Arbitrage Free Wiggles

Peter Jaeckel, in a recent paper (pdf), shows that something that sounds like a reasonable arbitrage free interpolation can produce wiggles in the implied volatility slice.

The interpolation in question is using some convexity preserving spline on call and put option prices directly and in strike, assuming those input prices are arbitrage free. This is very similar to Kahale interpolation (pdf).

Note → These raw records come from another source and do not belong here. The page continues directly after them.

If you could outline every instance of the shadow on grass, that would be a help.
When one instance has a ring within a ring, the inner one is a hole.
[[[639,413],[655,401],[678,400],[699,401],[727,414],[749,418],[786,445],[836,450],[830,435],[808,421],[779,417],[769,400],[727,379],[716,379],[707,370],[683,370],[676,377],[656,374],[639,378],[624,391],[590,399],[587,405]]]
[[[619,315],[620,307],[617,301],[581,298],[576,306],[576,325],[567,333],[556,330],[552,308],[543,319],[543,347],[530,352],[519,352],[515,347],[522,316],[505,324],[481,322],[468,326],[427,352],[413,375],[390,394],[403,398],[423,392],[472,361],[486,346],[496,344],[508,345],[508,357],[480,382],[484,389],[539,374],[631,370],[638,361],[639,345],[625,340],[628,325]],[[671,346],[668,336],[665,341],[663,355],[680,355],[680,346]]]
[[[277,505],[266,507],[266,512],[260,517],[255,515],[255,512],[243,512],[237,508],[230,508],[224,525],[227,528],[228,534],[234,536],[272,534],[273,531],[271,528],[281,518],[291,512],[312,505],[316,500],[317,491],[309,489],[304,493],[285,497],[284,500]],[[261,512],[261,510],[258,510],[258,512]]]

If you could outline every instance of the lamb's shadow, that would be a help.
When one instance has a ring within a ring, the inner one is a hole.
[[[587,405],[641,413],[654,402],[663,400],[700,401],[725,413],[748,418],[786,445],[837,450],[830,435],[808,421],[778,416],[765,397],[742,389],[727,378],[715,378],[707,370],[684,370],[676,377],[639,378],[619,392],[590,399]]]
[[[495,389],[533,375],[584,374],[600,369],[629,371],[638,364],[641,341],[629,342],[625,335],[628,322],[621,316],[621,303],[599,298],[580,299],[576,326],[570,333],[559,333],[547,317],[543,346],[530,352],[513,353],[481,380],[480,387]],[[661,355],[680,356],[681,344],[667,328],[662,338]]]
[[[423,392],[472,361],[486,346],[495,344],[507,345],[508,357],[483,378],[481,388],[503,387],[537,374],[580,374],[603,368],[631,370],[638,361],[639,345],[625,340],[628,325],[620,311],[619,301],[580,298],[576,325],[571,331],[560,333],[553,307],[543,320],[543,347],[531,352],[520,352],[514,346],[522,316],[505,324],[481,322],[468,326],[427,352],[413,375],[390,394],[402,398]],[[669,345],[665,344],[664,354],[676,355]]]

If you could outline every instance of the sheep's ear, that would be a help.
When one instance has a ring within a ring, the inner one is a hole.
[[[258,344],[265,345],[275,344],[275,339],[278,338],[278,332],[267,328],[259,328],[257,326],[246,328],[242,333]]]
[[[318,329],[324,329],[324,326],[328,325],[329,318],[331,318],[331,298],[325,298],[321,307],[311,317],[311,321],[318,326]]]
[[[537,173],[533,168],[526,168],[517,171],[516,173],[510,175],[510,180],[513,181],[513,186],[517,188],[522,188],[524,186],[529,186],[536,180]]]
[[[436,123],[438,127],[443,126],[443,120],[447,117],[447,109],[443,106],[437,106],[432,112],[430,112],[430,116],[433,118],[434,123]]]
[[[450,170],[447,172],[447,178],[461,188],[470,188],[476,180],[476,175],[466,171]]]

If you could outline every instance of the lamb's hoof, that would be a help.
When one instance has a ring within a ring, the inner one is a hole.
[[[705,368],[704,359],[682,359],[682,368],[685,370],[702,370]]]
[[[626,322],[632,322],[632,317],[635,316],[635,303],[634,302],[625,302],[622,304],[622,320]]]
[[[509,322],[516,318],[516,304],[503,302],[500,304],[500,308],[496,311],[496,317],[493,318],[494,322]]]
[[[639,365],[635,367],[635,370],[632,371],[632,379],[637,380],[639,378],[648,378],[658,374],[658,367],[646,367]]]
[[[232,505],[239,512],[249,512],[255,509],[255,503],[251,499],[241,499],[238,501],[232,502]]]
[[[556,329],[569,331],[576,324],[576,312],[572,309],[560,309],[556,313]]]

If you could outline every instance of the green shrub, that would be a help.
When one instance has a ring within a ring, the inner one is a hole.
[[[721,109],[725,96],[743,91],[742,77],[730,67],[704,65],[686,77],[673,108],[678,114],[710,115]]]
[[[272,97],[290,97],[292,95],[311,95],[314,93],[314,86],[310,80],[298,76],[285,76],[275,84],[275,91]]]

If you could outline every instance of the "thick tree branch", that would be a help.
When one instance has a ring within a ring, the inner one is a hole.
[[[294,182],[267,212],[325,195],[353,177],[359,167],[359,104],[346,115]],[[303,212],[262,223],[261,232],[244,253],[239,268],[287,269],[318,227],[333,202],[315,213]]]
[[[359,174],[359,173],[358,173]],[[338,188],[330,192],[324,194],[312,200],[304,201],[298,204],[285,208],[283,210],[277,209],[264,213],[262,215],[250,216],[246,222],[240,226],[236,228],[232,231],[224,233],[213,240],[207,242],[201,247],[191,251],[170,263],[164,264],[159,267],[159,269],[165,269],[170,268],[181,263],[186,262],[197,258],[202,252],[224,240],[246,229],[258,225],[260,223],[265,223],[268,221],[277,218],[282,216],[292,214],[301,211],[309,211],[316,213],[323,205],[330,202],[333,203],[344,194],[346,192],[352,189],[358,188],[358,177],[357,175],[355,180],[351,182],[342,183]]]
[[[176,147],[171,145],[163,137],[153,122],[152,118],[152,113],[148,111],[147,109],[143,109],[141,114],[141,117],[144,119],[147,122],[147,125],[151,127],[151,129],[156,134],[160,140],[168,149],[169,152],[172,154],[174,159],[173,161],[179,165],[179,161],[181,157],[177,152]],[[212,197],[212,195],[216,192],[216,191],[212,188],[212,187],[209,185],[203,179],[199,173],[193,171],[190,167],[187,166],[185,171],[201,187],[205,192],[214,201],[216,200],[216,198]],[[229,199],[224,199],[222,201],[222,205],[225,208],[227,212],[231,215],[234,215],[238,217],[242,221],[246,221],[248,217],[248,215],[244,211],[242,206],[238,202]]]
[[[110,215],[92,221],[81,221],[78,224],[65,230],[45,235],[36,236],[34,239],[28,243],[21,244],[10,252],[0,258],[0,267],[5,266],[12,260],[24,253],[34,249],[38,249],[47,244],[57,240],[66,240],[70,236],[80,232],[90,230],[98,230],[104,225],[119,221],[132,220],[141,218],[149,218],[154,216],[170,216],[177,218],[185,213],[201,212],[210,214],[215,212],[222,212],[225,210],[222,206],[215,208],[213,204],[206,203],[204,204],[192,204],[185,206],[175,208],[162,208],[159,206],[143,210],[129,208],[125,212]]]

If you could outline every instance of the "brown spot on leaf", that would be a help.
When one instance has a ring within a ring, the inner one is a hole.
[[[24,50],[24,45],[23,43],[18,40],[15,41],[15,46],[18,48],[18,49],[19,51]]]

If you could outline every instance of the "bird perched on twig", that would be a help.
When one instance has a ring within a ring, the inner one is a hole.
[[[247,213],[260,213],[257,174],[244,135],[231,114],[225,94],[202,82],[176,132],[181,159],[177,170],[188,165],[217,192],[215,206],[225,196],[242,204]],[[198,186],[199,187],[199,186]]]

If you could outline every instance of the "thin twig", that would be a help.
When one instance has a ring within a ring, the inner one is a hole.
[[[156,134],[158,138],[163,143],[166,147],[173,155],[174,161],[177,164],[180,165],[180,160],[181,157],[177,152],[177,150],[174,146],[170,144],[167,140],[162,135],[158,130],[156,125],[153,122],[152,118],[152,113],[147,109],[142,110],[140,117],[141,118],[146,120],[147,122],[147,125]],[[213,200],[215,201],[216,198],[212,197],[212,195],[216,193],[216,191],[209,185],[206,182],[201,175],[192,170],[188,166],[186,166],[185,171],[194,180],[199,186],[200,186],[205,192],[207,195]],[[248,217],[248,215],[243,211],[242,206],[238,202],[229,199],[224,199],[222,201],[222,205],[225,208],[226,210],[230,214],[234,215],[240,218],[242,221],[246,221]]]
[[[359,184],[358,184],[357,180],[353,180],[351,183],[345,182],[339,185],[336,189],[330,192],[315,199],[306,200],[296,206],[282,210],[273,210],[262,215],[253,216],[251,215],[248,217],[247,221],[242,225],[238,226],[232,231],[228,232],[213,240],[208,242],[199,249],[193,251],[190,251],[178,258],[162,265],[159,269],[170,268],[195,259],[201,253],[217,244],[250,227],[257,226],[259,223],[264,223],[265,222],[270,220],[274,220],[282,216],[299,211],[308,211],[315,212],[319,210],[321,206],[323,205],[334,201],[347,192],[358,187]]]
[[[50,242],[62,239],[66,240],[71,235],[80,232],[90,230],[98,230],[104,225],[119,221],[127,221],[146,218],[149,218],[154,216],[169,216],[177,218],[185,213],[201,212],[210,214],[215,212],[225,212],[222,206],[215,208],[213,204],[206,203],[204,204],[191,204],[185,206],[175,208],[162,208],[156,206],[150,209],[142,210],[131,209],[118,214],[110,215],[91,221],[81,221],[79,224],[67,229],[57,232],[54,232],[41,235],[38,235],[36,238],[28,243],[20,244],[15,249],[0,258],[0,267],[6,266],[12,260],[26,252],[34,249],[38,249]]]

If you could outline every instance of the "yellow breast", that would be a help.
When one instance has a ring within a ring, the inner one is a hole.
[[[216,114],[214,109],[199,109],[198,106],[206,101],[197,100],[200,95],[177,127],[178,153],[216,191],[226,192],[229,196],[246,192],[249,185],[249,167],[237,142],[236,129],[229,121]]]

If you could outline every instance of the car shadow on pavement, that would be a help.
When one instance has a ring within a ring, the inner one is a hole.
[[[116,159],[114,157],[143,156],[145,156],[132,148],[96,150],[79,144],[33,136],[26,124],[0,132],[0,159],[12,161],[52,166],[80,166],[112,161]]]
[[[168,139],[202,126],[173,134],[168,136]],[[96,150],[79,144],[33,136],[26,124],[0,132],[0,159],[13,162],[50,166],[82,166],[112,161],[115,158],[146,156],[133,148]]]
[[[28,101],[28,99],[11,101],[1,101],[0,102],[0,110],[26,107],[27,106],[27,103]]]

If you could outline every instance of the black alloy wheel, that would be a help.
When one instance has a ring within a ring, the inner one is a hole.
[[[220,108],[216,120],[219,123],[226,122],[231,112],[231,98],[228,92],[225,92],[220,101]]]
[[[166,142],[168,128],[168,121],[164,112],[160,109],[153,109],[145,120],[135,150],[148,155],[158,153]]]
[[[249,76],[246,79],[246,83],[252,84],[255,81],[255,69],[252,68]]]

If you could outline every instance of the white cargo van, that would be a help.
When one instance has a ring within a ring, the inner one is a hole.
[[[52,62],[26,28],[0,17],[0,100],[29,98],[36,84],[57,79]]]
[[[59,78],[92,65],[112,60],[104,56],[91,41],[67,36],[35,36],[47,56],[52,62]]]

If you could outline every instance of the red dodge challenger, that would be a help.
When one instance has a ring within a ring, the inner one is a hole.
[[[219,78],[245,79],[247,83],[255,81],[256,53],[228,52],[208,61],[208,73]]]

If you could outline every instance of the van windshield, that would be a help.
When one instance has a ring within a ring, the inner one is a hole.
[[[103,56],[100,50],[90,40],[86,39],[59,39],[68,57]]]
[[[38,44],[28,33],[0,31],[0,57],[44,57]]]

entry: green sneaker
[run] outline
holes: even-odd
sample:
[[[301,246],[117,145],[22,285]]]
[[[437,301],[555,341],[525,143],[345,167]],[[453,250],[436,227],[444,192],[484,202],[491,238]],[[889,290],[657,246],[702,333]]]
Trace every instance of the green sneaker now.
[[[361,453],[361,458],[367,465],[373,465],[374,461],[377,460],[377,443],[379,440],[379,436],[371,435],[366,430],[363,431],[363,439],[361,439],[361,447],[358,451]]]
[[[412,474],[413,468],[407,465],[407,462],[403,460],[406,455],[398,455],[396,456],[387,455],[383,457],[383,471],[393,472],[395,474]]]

It seemed too crazy for me so I had to try out his example. And using a harmonic spline, it does produce arbitrage free wiggles.
Wiggles in the implied volatility
If we look at the probability density (the curvature), the Harmonic spline maintains a positive density, nearly piecewise flat in log scale, while Hyman, because it preserves only monotonicity, has some negative density which are cut out from the graph.
Probability Density
In reality, if we look at the interpolation of prices in log scale, one can see that splines won't behave as expected at first on small numbers: they will give a much higher weight to the high values, producing something like a piecewise linear interpolation.

In reality, what one really wants for such data is to just interpolate the log prices with a spline, not the prices. This is the curve named "Log" in the graphs, where a simple cubic spline is used on the log prices, and fed to exp after interpolation.

Now it sounds like a reasonable arbitrage free interpolation would be to interpolate the discrete density log linearly, in a similar spirit as Hagan-West yield curve interpolation (pdf).

In general, if you interpolate very small numbers with a spline, you probably are doing something wrong.